The meat of MÖRK BORG is its profoundly bleak style and presentation, with engrossing (and sometimes gross) art that lays out a fantasy world falling into ruin, terror, and its own demise. Part of the OSR (Old-School Revival) genre of games that recall the earliest days of the D&D hobby, plenty of control is left to the game master to shape the structure of the game and moment-to-moment play. But ultimately, you’re controlling doomed characters, for whom certain death is perhaps one of the less brutal things that might come for them.

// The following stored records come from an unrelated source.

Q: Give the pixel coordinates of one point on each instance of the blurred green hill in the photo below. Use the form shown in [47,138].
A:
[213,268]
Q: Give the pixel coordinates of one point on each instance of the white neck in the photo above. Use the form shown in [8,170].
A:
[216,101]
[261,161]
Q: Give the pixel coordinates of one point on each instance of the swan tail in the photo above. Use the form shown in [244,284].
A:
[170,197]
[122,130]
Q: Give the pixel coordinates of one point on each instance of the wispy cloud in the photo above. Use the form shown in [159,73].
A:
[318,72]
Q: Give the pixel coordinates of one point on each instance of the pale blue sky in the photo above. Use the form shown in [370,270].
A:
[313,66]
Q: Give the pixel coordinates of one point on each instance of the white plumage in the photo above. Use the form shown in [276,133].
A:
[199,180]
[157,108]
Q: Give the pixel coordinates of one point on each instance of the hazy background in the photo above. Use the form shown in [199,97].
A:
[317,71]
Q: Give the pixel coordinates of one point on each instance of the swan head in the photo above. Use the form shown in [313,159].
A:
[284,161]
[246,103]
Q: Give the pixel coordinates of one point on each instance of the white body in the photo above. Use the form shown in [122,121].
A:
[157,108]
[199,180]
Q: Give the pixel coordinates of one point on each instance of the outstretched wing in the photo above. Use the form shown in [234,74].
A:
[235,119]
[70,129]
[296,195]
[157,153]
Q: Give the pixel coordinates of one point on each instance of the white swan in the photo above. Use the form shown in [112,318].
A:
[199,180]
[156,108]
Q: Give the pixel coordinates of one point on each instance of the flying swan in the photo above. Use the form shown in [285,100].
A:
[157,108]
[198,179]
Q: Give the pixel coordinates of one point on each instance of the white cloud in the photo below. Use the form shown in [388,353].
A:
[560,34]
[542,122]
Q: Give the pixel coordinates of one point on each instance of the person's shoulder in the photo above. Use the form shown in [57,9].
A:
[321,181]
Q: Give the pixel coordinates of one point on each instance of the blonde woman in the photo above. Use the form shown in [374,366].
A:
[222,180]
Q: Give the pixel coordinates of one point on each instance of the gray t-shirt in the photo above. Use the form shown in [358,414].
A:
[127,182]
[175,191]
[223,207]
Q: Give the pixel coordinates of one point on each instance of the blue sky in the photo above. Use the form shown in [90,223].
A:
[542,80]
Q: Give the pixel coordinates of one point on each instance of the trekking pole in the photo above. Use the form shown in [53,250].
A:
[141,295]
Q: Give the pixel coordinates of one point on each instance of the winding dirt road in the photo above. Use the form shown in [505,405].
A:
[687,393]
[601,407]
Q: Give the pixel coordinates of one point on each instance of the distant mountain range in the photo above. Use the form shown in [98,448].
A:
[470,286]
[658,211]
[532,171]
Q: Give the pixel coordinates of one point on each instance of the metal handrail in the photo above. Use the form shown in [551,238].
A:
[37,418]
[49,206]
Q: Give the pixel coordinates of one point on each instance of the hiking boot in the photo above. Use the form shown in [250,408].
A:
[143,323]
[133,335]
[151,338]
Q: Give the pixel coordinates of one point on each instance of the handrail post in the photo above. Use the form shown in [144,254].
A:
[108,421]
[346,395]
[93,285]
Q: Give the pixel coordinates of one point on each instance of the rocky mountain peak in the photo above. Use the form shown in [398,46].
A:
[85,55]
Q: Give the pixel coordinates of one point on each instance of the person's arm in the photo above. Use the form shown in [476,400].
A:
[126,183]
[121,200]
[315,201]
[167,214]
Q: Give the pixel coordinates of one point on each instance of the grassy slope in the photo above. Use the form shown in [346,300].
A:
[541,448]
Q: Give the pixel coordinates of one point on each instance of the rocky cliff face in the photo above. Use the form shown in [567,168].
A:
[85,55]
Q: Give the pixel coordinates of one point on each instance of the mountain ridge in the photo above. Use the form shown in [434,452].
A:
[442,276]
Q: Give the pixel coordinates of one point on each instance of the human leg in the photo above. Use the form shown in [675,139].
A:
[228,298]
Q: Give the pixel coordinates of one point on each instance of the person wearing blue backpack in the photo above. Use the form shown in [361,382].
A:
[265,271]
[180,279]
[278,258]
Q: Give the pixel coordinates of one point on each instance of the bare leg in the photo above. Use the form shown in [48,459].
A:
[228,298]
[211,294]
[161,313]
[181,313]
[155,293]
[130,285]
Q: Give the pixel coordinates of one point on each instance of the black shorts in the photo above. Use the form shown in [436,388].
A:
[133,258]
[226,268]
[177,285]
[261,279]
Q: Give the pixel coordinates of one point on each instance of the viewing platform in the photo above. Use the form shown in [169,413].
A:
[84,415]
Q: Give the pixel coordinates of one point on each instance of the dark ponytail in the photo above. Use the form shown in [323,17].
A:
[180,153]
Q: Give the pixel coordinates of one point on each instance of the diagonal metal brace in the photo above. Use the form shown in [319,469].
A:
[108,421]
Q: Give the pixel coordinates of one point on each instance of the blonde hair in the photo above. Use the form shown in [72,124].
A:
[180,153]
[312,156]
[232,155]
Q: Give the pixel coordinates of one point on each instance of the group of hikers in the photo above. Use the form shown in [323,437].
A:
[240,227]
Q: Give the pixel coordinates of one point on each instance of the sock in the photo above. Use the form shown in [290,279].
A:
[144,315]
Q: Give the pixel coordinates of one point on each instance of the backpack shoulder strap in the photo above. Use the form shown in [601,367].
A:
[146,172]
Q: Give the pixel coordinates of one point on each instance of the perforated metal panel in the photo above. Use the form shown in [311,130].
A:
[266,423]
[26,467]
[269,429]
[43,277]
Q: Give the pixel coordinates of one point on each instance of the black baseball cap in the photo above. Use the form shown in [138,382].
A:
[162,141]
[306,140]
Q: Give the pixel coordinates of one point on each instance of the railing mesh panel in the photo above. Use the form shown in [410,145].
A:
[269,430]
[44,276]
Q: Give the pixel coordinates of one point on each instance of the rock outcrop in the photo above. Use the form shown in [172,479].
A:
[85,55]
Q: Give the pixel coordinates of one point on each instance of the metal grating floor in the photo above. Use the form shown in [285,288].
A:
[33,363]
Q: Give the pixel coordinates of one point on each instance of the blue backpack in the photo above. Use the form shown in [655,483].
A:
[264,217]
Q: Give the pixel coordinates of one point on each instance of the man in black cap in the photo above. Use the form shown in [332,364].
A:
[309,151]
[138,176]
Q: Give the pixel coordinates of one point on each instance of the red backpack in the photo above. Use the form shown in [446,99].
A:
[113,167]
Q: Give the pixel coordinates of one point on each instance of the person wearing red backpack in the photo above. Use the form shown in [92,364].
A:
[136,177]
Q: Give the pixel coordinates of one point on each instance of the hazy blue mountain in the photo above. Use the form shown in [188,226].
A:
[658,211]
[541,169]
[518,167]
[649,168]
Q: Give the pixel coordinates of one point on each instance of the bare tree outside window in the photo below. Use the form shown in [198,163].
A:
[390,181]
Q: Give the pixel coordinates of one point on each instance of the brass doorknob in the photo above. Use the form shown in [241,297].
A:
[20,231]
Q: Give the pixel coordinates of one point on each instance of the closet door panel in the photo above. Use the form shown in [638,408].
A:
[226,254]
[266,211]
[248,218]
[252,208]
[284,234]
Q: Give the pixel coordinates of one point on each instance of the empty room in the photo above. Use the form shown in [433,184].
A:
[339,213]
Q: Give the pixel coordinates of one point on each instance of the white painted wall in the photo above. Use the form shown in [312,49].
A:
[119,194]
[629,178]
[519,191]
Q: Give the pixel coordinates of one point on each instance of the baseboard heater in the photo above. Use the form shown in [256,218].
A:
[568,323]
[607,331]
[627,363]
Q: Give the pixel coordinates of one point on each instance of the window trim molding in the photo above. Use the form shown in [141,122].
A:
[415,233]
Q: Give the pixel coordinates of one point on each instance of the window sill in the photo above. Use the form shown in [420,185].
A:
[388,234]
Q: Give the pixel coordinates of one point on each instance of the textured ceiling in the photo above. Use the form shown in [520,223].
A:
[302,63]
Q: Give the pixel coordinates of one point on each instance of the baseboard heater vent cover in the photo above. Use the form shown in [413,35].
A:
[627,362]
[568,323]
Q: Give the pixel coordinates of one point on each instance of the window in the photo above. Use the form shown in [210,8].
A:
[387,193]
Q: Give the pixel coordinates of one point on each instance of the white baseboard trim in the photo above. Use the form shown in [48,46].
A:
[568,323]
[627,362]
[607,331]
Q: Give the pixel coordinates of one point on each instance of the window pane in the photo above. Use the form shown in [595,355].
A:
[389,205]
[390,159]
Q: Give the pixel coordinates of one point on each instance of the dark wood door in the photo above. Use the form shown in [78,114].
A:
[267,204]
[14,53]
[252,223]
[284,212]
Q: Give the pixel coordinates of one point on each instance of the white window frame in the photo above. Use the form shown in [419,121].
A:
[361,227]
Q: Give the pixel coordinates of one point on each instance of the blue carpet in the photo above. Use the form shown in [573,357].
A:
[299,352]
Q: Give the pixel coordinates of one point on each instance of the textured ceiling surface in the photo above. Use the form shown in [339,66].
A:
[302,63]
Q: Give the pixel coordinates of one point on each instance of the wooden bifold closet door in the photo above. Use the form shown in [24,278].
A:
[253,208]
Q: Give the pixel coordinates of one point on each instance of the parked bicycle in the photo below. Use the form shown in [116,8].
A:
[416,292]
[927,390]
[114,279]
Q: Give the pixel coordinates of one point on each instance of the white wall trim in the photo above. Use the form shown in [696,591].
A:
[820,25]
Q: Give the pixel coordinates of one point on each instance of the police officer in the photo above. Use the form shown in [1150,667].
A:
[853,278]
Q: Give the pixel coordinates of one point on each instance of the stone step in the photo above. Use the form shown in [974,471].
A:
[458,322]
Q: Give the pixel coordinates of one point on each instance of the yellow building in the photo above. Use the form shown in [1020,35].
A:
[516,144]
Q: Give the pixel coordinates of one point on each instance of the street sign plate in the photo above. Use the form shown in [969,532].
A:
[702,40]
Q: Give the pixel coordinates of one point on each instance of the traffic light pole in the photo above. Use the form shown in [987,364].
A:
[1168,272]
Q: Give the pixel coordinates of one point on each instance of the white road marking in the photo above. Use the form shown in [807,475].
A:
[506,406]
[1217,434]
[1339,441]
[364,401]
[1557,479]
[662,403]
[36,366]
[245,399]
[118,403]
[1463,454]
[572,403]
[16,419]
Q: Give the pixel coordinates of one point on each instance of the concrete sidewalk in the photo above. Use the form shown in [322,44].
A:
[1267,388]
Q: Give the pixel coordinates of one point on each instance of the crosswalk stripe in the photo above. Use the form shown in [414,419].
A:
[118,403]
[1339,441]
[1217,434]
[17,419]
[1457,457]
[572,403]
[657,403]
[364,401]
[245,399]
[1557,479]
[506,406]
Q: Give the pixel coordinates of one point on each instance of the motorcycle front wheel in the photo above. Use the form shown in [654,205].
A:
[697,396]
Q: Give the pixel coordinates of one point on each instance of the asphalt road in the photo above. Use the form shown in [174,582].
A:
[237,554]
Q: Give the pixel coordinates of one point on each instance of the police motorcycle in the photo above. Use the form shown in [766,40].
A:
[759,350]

The book is heavy on flavor, and perversely beautiful in both its art and typesetting. But even the book might not survive the experience. In one section, players are told to roll a d20 to determine a backstory element of the story, or simply “throw a knife at the page to the right.” The game also actually tracks reality’s passage to its own horrific conclusion, and on a bad roll, the seventh seal is broken, and “the game and your lives end here. Burn the book.” MÖRK BORG is a bleak but fascinating twist on expectation, and a perfect fit for gaming groups who don’t mind a trek into the decidedly dark side of narrative.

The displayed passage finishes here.